Allen had real talent as a speculator. He had explored much of southern and western Vermont, and knew the potential value of the rich valley lands. By 1770 he had thrown in his lot with the proprietors, claiming authority from New Hampshire. Although the financial risk was high, he traveled throughout New England buying up shares to the Grants. Market prices were low since sellers rightly worried that they might never obtain clear title to Vermont land. Once he had a stake in the territory—especially in the fertile lands along Lake Champlain—he employed every resource in his command to nullify the authority of New York.

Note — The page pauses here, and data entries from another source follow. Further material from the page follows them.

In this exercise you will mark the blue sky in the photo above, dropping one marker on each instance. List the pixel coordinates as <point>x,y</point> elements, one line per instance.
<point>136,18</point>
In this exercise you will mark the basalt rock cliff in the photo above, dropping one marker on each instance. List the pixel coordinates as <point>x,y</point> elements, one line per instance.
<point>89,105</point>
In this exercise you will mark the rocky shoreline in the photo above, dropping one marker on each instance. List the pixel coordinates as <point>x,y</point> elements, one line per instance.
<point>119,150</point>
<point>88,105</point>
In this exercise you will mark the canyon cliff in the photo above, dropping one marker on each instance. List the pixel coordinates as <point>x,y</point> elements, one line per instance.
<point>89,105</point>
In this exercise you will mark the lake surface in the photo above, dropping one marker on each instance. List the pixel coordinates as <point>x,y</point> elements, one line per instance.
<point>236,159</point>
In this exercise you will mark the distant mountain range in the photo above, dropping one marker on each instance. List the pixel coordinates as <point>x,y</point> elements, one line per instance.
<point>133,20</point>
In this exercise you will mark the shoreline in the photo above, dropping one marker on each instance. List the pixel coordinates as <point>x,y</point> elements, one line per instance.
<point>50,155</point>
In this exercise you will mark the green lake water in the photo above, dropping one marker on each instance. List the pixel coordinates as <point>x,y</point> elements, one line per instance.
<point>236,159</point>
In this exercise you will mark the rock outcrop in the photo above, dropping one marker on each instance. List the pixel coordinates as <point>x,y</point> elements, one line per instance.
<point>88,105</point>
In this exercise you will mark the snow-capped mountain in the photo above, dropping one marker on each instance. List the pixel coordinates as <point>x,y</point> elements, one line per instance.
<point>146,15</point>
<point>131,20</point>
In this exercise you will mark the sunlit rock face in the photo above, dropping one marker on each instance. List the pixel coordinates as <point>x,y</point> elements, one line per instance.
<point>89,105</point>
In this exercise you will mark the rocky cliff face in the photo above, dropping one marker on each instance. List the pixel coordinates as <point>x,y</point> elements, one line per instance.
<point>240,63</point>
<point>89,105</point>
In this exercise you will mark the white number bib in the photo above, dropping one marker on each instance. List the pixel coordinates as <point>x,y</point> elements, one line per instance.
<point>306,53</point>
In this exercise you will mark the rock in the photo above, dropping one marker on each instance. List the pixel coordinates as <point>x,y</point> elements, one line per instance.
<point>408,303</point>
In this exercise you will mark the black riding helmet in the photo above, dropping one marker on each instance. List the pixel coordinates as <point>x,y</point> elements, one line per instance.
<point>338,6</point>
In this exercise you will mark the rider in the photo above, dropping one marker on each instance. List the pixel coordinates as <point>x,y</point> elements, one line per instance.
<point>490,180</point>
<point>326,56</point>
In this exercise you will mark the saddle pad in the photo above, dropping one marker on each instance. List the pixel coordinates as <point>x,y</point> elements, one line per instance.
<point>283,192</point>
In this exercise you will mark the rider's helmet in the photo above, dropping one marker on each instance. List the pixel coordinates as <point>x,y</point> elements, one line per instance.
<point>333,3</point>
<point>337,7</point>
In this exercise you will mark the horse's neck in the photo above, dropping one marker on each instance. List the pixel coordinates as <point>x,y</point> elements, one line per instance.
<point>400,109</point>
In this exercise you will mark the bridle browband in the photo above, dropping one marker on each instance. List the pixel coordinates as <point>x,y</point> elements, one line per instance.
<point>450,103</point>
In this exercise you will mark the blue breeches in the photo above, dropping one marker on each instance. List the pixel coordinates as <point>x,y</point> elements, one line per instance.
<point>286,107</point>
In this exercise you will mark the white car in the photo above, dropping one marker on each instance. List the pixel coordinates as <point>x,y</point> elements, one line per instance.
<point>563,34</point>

Allen’s financial ambitions merged smoothly with the concerns of ordinary Vermonters. In newspaper essays and pamphlets, he demonized the large speculators from New York. He played the class card with populist abandon, depicting the land controversy as a contest between aristocratic New Yorkers and the hard-working farmers of Vermont. Allen blasted the “court sycophants and land jobbers” who threatened the honest settlers. In their attempt to monopolize the best acreage, the exploiters from New York had revealed themselves as “wicked, inhuman, most barbarous, infamous, cruel, villainous and thievish.” As Samuel Williams observed, although Allen was an indifferent writer, his

pamphlets were much read, and regarded; and had a great influence upon the minds, and conduct of the people. The uncultivated roughness of his own temper and manners, seems to have assisted him, in giving a just description of the views and proceedings of speculating land jobbers.

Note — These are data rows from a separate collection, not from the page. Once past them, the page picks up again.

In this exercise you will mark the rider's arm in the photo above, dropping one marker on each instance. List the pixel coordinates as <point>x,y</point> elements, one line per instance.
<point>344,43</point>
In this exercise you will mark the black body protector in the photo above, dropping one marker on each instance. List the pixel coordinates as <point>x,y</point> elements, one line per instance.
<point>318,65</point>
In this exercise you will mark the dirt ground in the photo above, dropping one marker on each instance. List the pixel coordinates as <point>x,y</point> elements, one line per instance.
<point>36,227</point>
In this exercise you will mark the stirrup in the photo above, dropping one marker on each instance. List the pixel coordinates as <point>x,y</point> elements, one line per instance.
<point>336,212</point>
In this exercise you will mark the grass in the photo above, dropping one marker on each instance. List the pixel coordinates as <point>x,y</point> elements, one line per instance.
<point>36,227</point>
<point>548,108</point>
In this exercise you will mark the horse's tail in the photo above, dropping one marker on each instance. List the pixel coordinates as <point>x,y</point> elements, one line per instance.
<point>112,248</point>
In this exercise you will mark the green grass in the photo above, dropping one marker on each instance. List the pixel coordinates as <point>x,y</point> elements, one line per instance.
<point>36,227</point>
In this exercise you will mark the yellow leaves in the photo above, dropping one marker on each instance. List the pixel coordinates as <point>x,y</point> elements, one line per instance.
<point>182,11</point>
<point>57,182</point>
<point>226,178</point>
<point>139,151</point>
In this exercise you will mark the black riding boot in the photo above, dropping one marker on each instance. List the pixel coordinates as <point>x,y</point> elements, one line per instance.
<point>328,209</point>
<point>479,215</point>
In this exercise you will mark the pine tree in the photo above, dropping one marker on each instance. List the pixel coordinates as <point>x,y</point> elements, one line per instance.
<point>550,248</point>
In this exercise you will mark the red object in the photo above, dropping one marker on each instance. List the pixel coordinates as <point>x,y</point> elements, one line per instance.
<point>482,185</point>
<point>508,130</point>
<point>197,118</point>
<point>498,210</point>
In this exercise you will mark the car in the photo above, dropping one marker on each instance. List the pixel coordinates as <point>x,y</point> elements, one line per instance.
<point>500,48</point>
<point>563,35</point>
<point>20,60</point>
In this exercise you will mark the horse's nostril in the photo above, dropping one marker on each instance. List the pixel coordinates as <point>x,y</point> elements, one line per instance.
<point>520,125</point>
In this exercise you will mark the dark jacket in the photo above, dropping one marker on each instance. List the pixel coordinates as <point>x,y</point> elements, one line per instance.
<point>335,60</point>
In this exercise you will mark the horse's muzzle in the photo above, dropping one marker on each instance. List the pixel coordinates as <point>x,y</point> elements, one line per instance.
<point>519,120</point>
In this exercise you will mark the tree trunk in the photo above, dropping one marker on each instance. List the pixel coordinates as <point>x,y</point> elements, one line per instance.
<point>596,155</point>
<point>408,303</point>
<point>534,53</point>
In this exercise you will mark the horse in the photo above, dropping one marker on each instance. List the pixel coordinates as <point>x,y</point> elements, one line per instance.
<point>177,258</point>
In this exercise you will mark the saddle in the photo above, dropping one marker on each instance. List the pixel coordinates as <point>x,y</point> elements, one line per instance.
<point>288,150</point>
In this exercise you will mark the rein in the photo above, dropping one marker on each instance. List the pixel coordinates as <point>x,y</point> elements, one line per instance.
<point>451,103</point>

Whether Allen fully comprehended the dimensions of Wentworth’s spec- tacular fraud is unclear. Although he stood to make a lot of money from the Grants, he transformed the entire dispute into a moral battle. For him—at least in his many publications—the cause of the small farmers was righteous. At every turn learned legal adversaries dismissed his arguments, observing quite correctly that New Hampshire had never owned a single acre of Vermont. Allen was unfazed. He interpreted setbacks in the courts of New York as evidence of gross corruption. After one defeat in Albany, he queried,

Can the New York scribblers…alter wrong into right? Or make any person of good sense believe that a great number of hard laboring peasants, going through the fatigues of settlement, and cultivation of a howling wilderness, are a community of riotous, disorderly, licentious, treasonable persons?

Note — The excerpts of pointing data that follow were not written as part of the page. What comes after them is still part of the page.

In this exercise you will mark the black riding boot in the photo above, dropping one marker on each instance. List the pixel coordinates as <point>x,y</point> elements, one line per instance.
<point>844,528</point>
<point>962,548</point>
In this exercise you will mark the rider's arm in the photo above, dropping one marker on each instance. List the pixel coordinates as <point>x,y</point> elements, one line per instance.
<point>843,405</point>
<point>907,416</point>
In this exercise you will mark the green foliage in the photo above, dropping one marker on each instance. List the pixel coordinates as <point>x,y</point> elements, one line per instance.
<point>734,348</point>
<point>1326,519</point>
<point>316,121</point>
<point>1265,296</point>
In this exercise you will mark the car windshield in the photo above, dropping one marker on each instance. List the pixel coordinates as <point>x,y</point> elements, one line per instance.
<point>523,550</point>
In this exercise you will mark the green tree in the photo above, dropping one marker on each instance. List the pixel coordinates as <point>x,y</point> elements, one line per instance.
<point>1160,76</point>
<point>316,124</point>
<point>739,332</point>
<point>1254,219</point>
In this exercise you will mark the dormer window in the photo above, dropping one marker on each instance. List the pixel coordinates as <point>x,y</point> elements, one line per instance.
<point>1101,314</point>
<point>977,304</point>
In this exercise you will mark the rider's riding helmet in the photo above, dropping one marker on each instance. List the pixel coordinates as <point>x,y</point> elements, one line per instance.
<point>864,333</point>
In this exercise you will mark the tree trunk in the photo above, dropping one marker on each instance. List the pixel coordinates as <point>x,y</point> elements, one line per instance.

During the early 1770s, Allen stressed even more forcefully the clash of class interests. The poor farmers of Vermont, he insisted, had been made the sacrifice of elite officials in New York. In his crusade against special privilege and excessive wealth, Allen advanced a natural rights theory of property most often associated with the philosophy of John Locke. By the sweat of their brows, Vermonters had established ownership of the land. What the lawyers had to say about common law was irrelevant. He demanded to know whether

any man, in the exercise of reason, [can] make himself believe that a number of Attorneys and other gentlemen, with all their tackle of ornaments, and compliments, and French finesse, together with their boasted legality of law,…have just rights to the lands, labours and fortunes of the New–Hampshire settlers?